GREENUP COUNTY, Ky. (WSAZ) -- UPDATE 1/7/19 @ 9 p.m.
The Greenup County School District released a statement Monday about an elementary school teacher caught on video dragging an autistic student down the hallway.
In the video, a teacher at Wurtland Elementary School is seen dragging a 9-year-old boy by what appears to be his wrists. At one point, it appears the teacher tries to get the child to walk on his own, but he remains limp and she goes right back to dragging him around the corners of the school.
"My son deserves justice," the boy's mother, Angel Nelson, wrote on Facebook. "The fact that my son is not able to fully verbalize what he went through means that we must fight that much harder for all kids, but especially the kids who cannot speak for themselves."
A source at the Greenup County Courthouse tells WSAZ the teacher is scheduled to be arraigned Wednesday morning on a charge of fourth-degree assault, which is a misdemeanor.
Nelson says her son was previously diagnosed with autism, ADHD, PTSD, anxiety, and depression. "In addition, his speech is also limited," Nelson wrote. "He has an IEP (Individualized Education Program) in place to help make sure that all his needs are met while at school."
The incident happened in October.
"It was so hard for me to watch," Nelson told WSAZ Monday evening. "He didn't do anything wrong."
While he is being dragged, the video shows the boy sometimes lying on his back and sometimes sliding on his knees. The teacher pulls him by one arm at times, and both of his arms at other times.

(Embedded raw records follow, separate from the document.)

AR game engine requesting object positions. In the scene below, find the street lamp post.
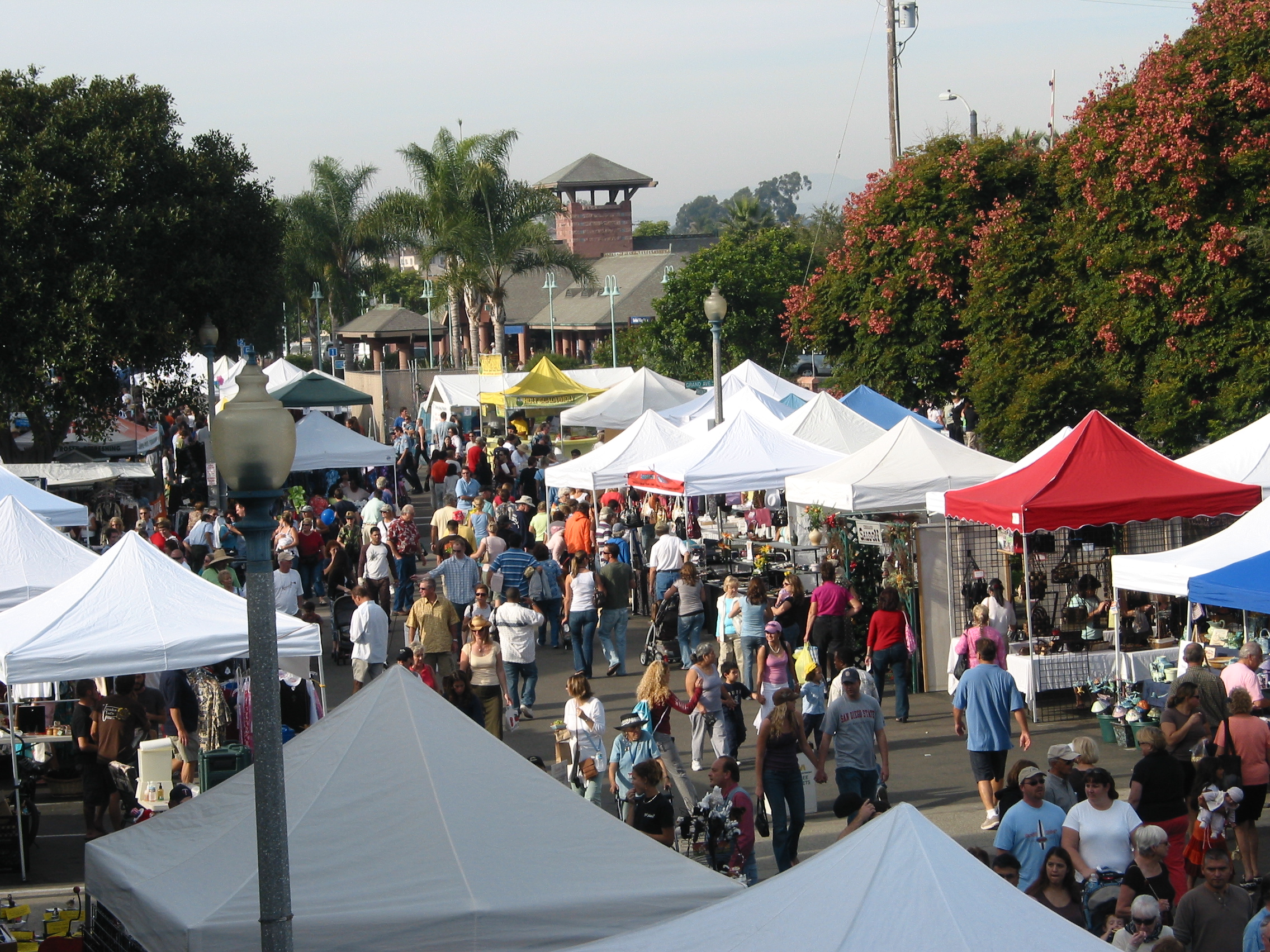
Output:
[542,272,556,354]
[940,89,979,142]
[198,318,226,513]
[702,284,728,426]
[420,278,437,370]
[310,280,321,373]
[599,274,622,367]
[212,346,296,952]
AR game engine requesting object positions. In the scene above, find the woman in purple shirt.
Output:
[803,561,861,682]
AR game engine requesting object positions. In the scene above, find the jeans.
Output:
[537,598,564,648]
[297,560,326,598]
[873,645,908,717]
[763,768,807,872]
[503,661,538,711]
[569,608,599,678]
[680,612,706,668]
[392,556,414,612]
[598,608,631,674]
[833,767,878,822]
[741,635,767,691]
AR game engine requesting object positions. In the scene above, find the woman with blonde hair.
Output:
[755,688,821,872]
[564,673,608,806]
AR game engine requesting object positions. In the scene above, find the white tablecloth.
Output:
[1006,646,1177,701]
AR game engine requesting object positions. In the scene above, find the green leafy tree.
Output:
[629,229,809,379]
[0,70,281,462]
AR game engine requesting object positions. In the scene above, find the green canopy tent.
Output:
[271,370,375,406]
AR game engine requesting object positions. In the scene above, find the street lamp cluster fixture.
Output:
[702,284,728,426]
[940,89,979,142]
[212,350,297,952]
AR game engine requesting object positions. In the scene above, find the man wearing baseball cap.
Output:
[992,767,1067,890]
[1045,744,1079,813]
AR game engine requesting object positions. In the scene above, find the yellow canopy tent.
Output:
[477,359,604,411]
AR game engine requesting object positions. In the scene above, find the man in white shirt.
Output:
[490,587,545,721]
[648,522,687,602]
[348,585,388,694]
[273,556,304,615]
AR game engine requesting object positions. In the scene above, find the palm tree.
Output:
[283,156,388,367]
[385,128,590,354]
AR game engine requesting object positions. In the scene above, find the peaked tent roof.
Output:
[291,411,396,472]
[85,665,741,952]
[538,153,657,189]
[842,383,941,430]
[723,360,813,400]
[785,419,1010,513]
[777,391,887,453]
[480,359,604,407]
[542,410,692,493]
[0,496,99,611]
[1186,551,1270,613]
[1177,414,1270,489]
[0,532,321,684]
[0,466,88,526]
[571,807,1106,952]
[944,410,1261,532]
[627,407,842,496]
[560,367,696,430]
[1111,499,1270,604]
[926,426,1072,515]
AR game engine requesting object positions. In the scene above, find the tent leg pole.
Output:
[1011,538,1040,723]
[8,684,27,882]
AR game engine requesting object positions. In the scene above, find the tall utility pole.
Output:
[887,0,899,166]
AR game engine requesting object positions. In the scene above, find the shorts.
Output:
[969,750,1010,780]
[353,658,383,684]
[169,732,200,764]
[423,651,458,678]
[1234,783,1266,822]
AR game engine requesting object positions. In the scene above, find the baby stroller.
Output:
[330,596,357,664]
[639,589,681,669]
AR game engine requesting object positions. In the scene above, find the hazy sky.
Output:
[0,0,1191,220]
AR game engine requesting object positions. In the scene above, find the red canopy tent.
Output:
[944,410,1261,718]
[944,410,1261,533]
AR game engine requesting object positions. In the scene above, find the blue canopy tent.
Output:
[840,383,940,430]
[1186,552,1270,615]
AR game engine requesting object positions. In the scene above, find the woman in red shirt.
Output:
[865,588,908,723]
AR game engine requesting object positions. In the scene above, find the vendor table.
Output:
[1006,646,1177,701]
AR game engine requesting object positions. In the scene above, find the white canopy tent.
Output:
[785,416,1010,513]
[0,496,98,611]
[542,410,692,493]
[291,410,396,472]
[0,466,88,526]
[660,388,794,435]
[0,532,321,684]
[1177,414,1270,492]
[926,426,1072,515]
[723,360,816,400]
[777,391,887,453]
[85,667,736,952]
[1111,499,1270,598]
[571,803,1107,952]
[560,367,696,430]
[627,412,843,496]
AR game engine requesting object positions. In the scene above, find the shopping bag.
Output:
[794,645,819,682]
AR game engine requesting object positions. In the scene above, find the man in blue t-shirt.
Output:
[952,639,1031,830]
[996,767,1067,890]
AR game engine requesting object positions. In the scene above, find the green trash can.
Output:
[198,744,252,793]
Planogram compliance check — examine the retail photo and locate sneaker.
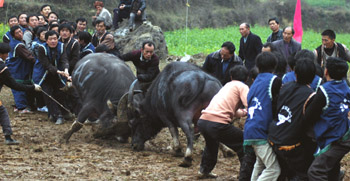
[18,108,33,114]
[198,171,218,179]
[5,138,19,145]
[55,117,64,125]
[37,106,49,112]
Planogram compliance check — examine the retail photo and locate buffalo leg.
[179,116,194,167]
[61,104,93,143]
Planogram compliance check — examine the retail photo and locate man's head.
[7,16,19,28]
[283,26,294,43]
[45,30,59,48]
[268,17,280,33]
[255,52,277,73]
[324,57,349,81]
[95,19,106,35]
[18,13,28,27]
[239,23,250,37]
[0,43,11,60]
[10,25,23,41]
[49,24,60,33]
[75,18,87,32]
[38,15,47,26]
[40,4,51,18]
[294,58,316,84]
[47,12,58,23]
[78,31,92,46]
[220,41,236,61]
[321,30,336,48]
[229,65,248,82]
[261,42,275,52]
[141,41,155,60]
[27,14,39,28]
[58,23,73,40]
[94,1,104,12]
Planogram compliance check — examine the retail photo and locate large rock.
[114,21,168,60]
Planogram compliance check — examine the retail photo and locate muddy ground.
[0,66,350,180]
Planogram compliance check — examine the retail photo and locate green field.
[165,26,350,56]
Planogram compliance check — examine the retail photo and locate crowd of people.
[0,0,160,144]
[197,17,350,180]
[0,0,350,180]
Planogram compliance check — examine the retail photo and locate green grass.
[165,26,350,56]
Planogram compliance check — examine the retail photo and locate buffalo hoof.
[179,157,192,168]
[174,148,184,157]
[222,150,235,158]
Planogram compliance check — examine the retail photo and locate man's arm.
[16,44,35,63]
[0,62,34,91]
[139,0,146,12]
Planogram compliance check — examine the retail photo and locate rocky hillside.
[0,0,350,32]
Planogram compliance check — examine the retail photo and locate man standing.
[91,19,119,56]
[6,26,35,113]
[273,26,301,62]
[203,41,243,85]
[2,16,18,43]
[23,15,38,51]
[239,23,262,71]
[113,0,131,29]
[129,0,146,31]
[314,29,350,68]
[266,17,283,42]
[120,41,160,92]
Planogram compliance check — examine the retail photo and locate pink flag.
[293,0,303,43]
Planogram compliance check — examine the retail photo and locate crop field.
[165,26,350,56]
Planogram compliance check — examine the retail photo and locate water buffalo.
[123,62,221,167]
[61,53,136,142]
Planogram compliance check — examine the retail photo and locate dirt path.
[0,87,350,180]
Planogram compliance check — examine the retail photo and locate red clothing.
[200,80,249,124]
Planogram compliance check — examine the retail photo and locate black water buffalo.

"This incident was violent enough to not only injure my child, but to also destroy his shoes," Nelson wrote on Facebook. "[The teacher] forcefully grabbed my son by the wrist and bent it backward while he was experiencing a meltdown (which he sometimes experiences as part of his diagnoses.)"
The mom says a doctor diagnosed her son with sprains to both his left and right wrists. "In the days following, he suffered swelling and bruising around his wrist," she said.
Nelson's son told her that the teacher also "threw him hard down onto a chair," but the cameras do not show that. They only show what happened outside of the classroom.
The family says the woman in the video was in charge of the special needs program at the school.
The boy's stepfather Calep Nelson says he and his wife told her about the boy's condition when they enrolled him, and she told them she had years of experience and not to worry.
"This is the same lady that looked us in the eye and said 'Your son is safe with me,'" Calep said.
The stepfather says losing her job isn't enough.
"I think she should possibly face the inside of a jail," he said. "She didn't beat him to a bloody pulp, but she did abuse a child. Anybody that does that to a child should go to jail."
Greenup County Schools Superintendent Sherry Horsley tells WSAZ the woman is no longer teaching at the school.
Horsley released the following statement:
"The Greenup County School District prioritizes the safety of our students. The district followed established safety protocol as soon as this situation became known. The parent was contacted immediately and the student was assessed by the school nurse and referred for outside medical evaluation. Child Protective Services was contacted and the Kentucky State Police opened an investigation. The teacher was removed from the school and a formal investigation was conducted. The superintendent also followed protocol and reported the incident to the Kentucky Education Standards Board. The EPSB determines whether or not a teacher keeps their teaching certificate. All GCSD staff are trained to prevent incidents of restraint. Each school has a specially trained team to address immediate issues. In addition, each school has teachers specially trained to address autism related behaviors."
The school district has not released the teacher's name or title.
"It is my belief that all schools should be required to have cameras in place in order to protect students and teachers," Nelson wrote. "Also, all schools should have more training for teachers to handle children with disabilities and to learn proper protocol to retrain and redirect of needed."
Nelson would also like to see more laws in place to help children like her son.
"We as parents trust teachers and school staff on a daily basis to help teach and help our children succeed," Nelson said. "We should never have to worry about anything like this ever happening."